其實細聽就知道只有一個人在哭, 但他一個人卻仿佛能頂十個。

在太子寢殿外的角落裏,盛公公面對著墻壁,拿著手帕擦著眼睛, 哭的肝腸寸斷。

寢殿門口的那些宮女內侍們面面相覷, 想上前又不敢,只能各自眼帶憂愁面色悲戚的, 依舊低著頭侍立。

雲良娣帶了同在東宮的兩名妃嬪急急而來,遠遠地聽見哭聲,三個人都變了臉色。

雲若起見諸葛嵩站在門口,忙率先走了過來。

諸葛嵩行禮:“見過三位娘娘。”

雲若起問道:“侍衛長, 聽說殿下負了傷?是怎麽回事,傷的……”掃了眼正抽泣不停的盛公公:“傷的如何?”

諸葛嵩道:“娘娘們安心,是肩頭受了點傷, 並沒有十分大礙。”

雲若起身後,是兩名東宮奉儀, 其中李奉儀道:“好端端地殿下怎會受傷?既然無大礙,怎麽盛公公哭的那麽傷心呢?”

諸葛嵩本是不願意多話的,此刻不得不說道:“公公自是這樣的, 他最為心疼殿下。
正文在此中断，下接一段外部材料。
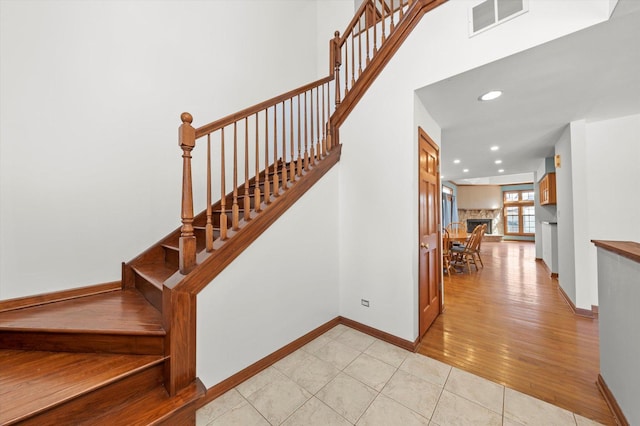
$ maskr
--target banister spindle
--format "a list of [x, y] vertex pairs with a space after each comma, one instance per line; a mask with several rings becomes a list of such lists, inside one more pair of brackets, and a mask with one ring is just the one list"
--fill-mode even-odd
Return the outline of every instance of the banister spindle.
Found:
[[302, 121], [300, 121], [300, 94], [298, 94], [298, 177], [302, 176]]
[[233, 204], [231, 205], [231, 229], [237, 231], [240, 221], [238, 207], [238, 122], [233, 122]]
[[278, 179], [278, 105], [273, 106], [273, 196], [280, 196]]
[[224, 169], [224, 127], [220, 133], [220, 239], [227, 239], [227, 192], [225, 190], [225, 169]]
[[395, 28], [393, 23], [393, 16], [396, 14], [395, 7], [393, 6], [393, 0], [391, 0], [391, 24], [389, 25], [389, 34], [391, 34]]
[[284, 108], [284, 101], [282, 101], [282, 169], [281, 169], [281, 173], [282, 173], [282, 190], [286, 191], [287, 189], [289, 189], [288, 185], [287, 185], [287, 181], [288, 179], [288, 173], [289, 170], [287, 169], [287, 127], [286, 127], [286, 123], [285, 123], [285, 108]]
[[204, 228], [207, 251], [213, 251], [213, 221], [211, 216], [211, 133], [209, 133], [207, 134], [207, 224]]
[[331, 88], [327, 83], [327, 151], [331, 151]]
[[362, 19], [358, 20], [358, 77], [362, 75]]
[[382, 43], [387, 39], [386, 30], [385, 30], [385, 21], [387, 20], [386, 11], [387, 11], [387, 2], [386, 0], [381, 0], [380, 8], [382, 9]]
[[322, 90], [322, 156], [326, 157], [327, 155], [327, 122], [325, 121], [324, 112], [325, 112], [325, 98], [324, 98], [324, 85], [321, 86]]
[[372, 25], [373, 25], [373, 55], [375, 56], [378, 53], [378, 8], [374, 6], [372, 8]]
[[344, 40], [344, 96], [349, 93], [349, 42]]
[[264, 110], [264, 203], [271, 204], [271, 189], [269, 185], [269, 108]]
[[314, 118], [314, 114], [313, 114], [313, 89], [309, 90], [309, 94], [311, 96], [311, 116], [310, 116], [310, 121], [311, 121], [311, 136], [310, 136], [310, 145], [311, 147], [309, 148], [309, 163], [311, 163], [312, 166], [316, 165], [316, 161], [315, 161], [315, 144], [313, 143], [313, 118]]
[[296, 159], [295, 159], [295, 141], [293, 137], [293, 98], [289, 99], [289, 127], [291, 130], [291, 135], [289, 139], [291, 140], [291, 155], [289, 162], [289, 180], [292, 184], [296, 182]]
[[[371, 10], [371, 8], [367, 8], [367, 10]], [[364, 25], [365, 31], [367, 32], [367, 66], [369, 65], [369, 62], [371, 62], [371, 58], [369, 57], [369, 25], [367, 25], [367, 22], [365, 22]]]
[[304, 92], [304, 169], [309, 170], [309, 141], [307, 139], [307, 92]]
[[253, 189], [253, 209], [256, 213], [260, 213], [260, 205], [262, 203], [260, 197], [260, 134], [259, 134], [259, 120], [258, 113], [256, 112], [256, 177], [255, 177], [255, 187]]
[[249, 117], [244, 118], [244, 220], [251, 219], [251, 198], [249, 197]]
[[180, 115], [178, 145], [182, 149], [182, 227], [180, 228], [178, 261], [180, 273], [188, 274], [196, 267], [196, 236], [193, 233], [193, 185], [191, 181], [191, 151], [196, 146], [196, 130], [191, 126], [193, 117], [188, 112]]
[[320, 126], [320, 87], [316, 87], [316, 157], [318, 157], [318, 160], [322, 159]]
[[351, 30], [351, 88], [356, 84], [356, 28]]

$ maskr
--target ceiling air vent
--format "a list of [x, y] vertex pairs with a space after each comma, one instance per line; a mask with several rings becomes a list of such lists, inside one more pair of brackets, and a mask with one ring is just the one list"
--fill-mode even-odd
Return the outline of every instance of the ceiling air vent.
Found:
[[529, 10], [528, 0], [485, 0], [469, 11], [469, 33], [474, 36]]

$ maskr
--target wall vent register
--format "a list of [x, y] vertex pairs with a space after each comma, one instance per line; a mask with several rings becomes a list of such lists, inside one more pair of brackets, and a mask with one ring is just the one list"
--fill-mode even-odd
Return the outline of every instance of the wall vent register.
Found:
[[528, 10], [528, 0], [484, 0], [469, 9], [469, 35], [486, 31]]

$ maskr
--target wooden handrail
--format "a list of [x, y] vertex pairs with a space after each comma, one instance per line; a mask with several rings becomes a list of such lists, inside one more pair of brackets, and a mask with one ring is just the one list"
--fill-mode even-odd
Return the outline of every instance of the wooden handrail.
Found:
[[245, 108], [241, 111], [238, 111], [236, 113], [233, 114], [229, 114], [224, 118], [221, 118], [219, 120], [216, 121], [212, 121], [209, 124], [205, 124], [203, 126], [200, 126], [196, 129], [196, 134], [195, 137], [196, 139], [200, 139], [202, 136], [206, 135], [207, 133], [211, 133], [214, 132], [216, 130], [221, 129], [222, 127], [225, 126], [229, 126], [231, 124], [233, 124], [236, 121], [240, 121], [244, 118], [250, 117], [258, 112], [264, 111], [265, 109], [272, 107], [276, 104], [281, 103], [284, 100], [288, 100], [294, 96], [296, 96], [299, 93], [304, 93], [308, 90], [310, 90], [311, 88], [329, 83], [330, 81], [333, 80], [333, 75], [329, 75], [327, 77], [321, 78], [319, 80], [316, 80], [312, 83], [309, 84], [305, 84], [304, 86], [300, 86], [297, 89], [293, 89], [290, 90], [289, 92], [283, 93], [282, 95], [278, 95], [275, 96], [271, 99], [268, 99], [264, 102], [260, 102], [259, 104], [255, 104], [249, 108]]

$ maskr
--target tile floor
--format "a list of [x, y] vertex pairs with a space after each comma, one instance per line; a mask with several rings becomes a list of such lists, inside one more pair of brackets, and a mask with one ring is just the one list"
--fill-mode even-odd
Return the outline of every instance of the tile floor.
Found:
[[338, 325], [202, 407], [205, 425], [595, 425]]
”

另一個王奉儀有些性急:“還是不要說了,咱們進去探望殿下吧!”

諸葛嵩見她們要入內,忙擡手擋住:“三位娘娘且慢。”

王奉儀問道:“怎麽了?”

諸葛嵩道:“殿下心情欠佳,此刻並不是最佳探訪時機,還請娘娘們暫且回宮, 改日再來。”

幾個人彼此相看, 雲若起試著問道:“侍衛長能否說聲,若是讓我給殿下端茶遞水的亦可以,絕不會吵鬧到殿下。”

諸葛嵩不再多言, 只淡淡地一皺眉:“我想殿下的性子,良娣該知道。”

雲若起聞言,心涼了一半,她看看那敞開著的殿門,終於說道:“既然是這樣,那我們就不進去打擾了,只各自回宮,祈念殿下早日康愈就是了。”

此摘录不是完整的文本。